With the trite and often make-up-break-up saturated lyrical content of modern music, the alt-country outfit Elliott Brood are known for taking a different musical tack; time travelling.
Elliott Brood
Elliott Brood

With the trite and often make-up-break-up saturated lyrical content of modern music, the alt-country outfit Elliott Brood are known for taking a different musical tack; time travelling.

The space-time continuum-bending trio of Casey Laforet, Mark Sasso and Stephen Pitkin are known for their love of storytelling, a deep love of history and using everything from peanut butter jars to suitcases as musical instruments.

Celebrating a decade since their first EP Tin Type, the self-dubbed genre creators of “Death Country,” “Frontier Rock” or “Revival Music” are touring through the annals of time to Banff and Western Canada this fall.

Elliott Brood play The Banff Centre with Lucas Chaisson on Monday (Sept. 23) at 8 p.m. Tickets are $20 and can be purchased at banffcentre.ca.

Using aggressively strummed, distorted acoustic guitars, or a banjo that is shredded like an electric guitar, EB is known for a boundary-pushing musical style.

Much like the unidentifiable sound of the band, guitarist and vocalist Laforet was a cross-genre music lover from a young age.

“I grew up in Windsor, so there was always a lot of good Motown around, but I didn’t listen to it because that was my parents’ music,” Laforet said.

“The first soundtrack I ever loved was the Rocky IV soundtrack and it had a lot of really stupid, loud rock music. But I was also really into hop-hop, and liked N.W.A., Ice Cube, and The D.O.C. and then I was a victim of Nirvana when they exploded. I was a grunge kid – through and through.”
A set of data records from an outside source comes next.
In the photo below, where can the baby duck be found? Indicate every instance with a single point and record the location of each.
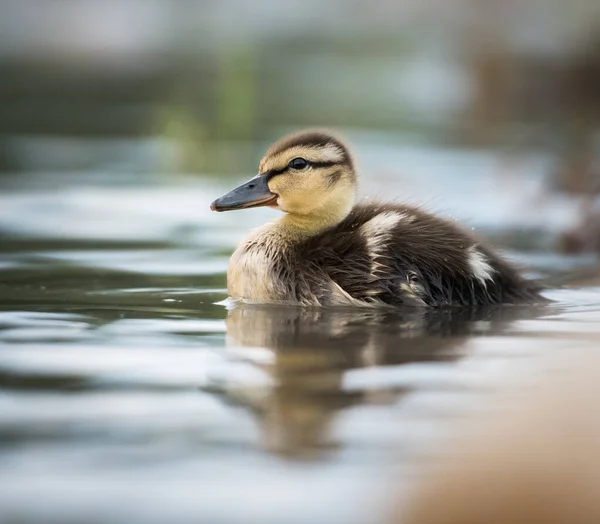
(327, 251)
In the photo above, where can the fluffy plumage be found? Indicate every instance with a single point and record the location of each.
(327, 251)
(385, 254)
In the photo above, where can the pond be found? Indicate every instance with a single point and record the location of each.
(132, 391)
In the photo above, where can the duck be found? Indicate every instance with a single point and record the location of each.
(328, 250)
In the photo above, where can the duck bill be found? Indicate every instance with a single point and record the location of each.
(254, 193)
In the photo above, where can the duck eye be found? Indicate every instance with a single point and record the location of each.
(298, 163)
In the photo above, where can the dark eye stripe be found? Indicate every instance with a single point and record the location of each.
(273, 172)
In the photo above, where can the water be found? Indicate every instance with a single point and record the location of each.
(130, 393)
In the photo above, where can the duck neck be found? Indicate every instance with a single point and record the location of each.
(305, 226)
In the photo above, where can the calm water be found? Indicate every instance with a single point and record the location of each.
(130, 393)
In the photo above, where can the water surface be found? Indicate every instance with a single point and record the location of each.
(130, 393)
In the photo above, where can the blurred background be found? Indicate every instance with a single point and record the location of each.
(126, 384)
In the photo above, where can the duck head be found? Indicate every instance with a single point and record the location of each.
(308, 175)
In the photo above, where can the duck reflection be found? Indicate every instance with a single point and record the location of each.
(313, 349)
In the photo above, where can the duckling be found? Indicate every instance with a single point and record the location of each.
(326, 250)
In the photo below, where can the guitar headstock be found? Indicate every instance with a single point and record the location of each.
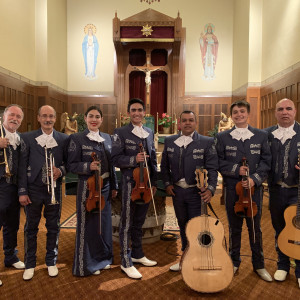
(201, 177)
(94, 156)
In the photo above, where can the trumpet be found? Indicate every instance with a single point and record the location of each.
(7, 171)
(51, 184)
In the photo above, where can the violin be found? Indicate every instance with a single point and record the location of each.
(141, 193)
(245, 207)
(94, 184)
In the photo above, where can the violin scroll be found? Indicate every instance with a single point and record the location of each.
(245, 207)
(95, 199)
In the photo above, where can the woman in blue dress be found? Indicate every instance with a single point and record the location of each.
(93, 245)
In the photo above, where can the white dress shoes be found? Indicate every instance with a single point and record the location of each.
(28, 274)
(235, 269)
(18, 265)
(144, 261)
(175, 268)
(52, 271)
(132, 272)
(96, 272)
(264, 274)
(280, 275)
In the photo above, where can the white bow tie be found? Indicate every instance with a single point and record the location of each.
(283, 134)
(14, 139)
(95, 136)
(183, 140)
(45, 140)
(140, 132)
(241, 134)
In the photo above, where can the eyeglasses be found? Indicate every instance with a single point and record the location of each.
(136, 109)
(48, 116)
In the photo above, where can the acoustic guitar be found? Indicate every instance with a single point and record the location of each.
(289, 237)
(205, 265)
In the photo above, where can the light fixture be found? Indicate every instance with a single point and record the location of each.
(149, 1)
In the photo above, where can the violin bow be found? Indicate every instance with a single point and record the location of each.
(250, 196)
(150, 187)
(100, 196)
Attending the same high school in Windsor, Ont., Laforet and lead singer Mark Sasso both moved to Toronto in 2000 to pursue their musical dreams.

It was shortly after their calculated relocation that they magically met their drummer, sound engineer and third band member Stephen Pitkin.

“We were playing in the city and just gigging and we played at the Cameron House and Steve was doing sound there at the time, as he is an audio tech,” Laforet said.

“He came up to us after a show and asked us if we were recording, but we told him that no one had asked us yet. So we had six or eight songs and we recorded it in Mark’s apartment. Steve brought some gear over and we started recording, and he engineered our first record for us – then we asked him to play our CD release party, because we didn’t have a drummer at the time, and he’s been in the band ever since.”

Since joining forces, EB has been nominated for three different Juno awards, but the tenacious prospectors finally struck gold in 2013, winning Best Roots and Traditional Album of the Year in the group category for their fifth record, titled Days Into Years (DIY).

Moving away from the boxed-in, trite subject matter of makeups and breakups, Laforet sees music as a way to create and communicate stories about time-sensitive characters.

“A lot of the music we listen to is The Band or Bob Dylan or stuff like that, and they can mime those kinds of stories, and put you in a certain place. We try to use some kind of historical context to set an environment but we can go many places from there,” he said.

Focusing on the First World War, the band took a more electrically focused path and let the distortion of their electric guitars ring out on DIY, with Crazy Horse-esque tones on songs like “Northern Air” and “If I Get Old.”

“It’s important for us to tell a good story and we don’t mind changing the sound around,” Laforet noted.

“We like to take it to another time. We don’t do a lot of present tense. It’s almost easier to tell the actual story if you take it back a few years.”

The misleading name of the band, Elliott Brood, is also the name of an actual character, who often travels silently through different eras, and tells stories from a bystander perspective.

“We almost look at him like a thief in that he steals the stories and he’s the one telling them to you. We created him out of this photograph of a really old man, walking past a flourmill in the late 1800s, on one of our first tour posters. I always envisioned Elliott Brood to be that guy – with a long, white beard and someone who is watching it all and taking notes,” Laforet added.

Laforet and crew are happy to come back to Western Canada, and have some fond memories of Canmore from past tours.

“We played the Canmore Folk Fest a few years ago and there was a rule then that you couldn’t dance in front of the stage,” he added.

“The kids just weren’t having that while we played, though, and they sort of broke through the barriers and came and danced at the front and it just sort of happened. It got in the paper and I think the headline was ‘Crowd overwhelms security – folk fest dance party’ or something like that.”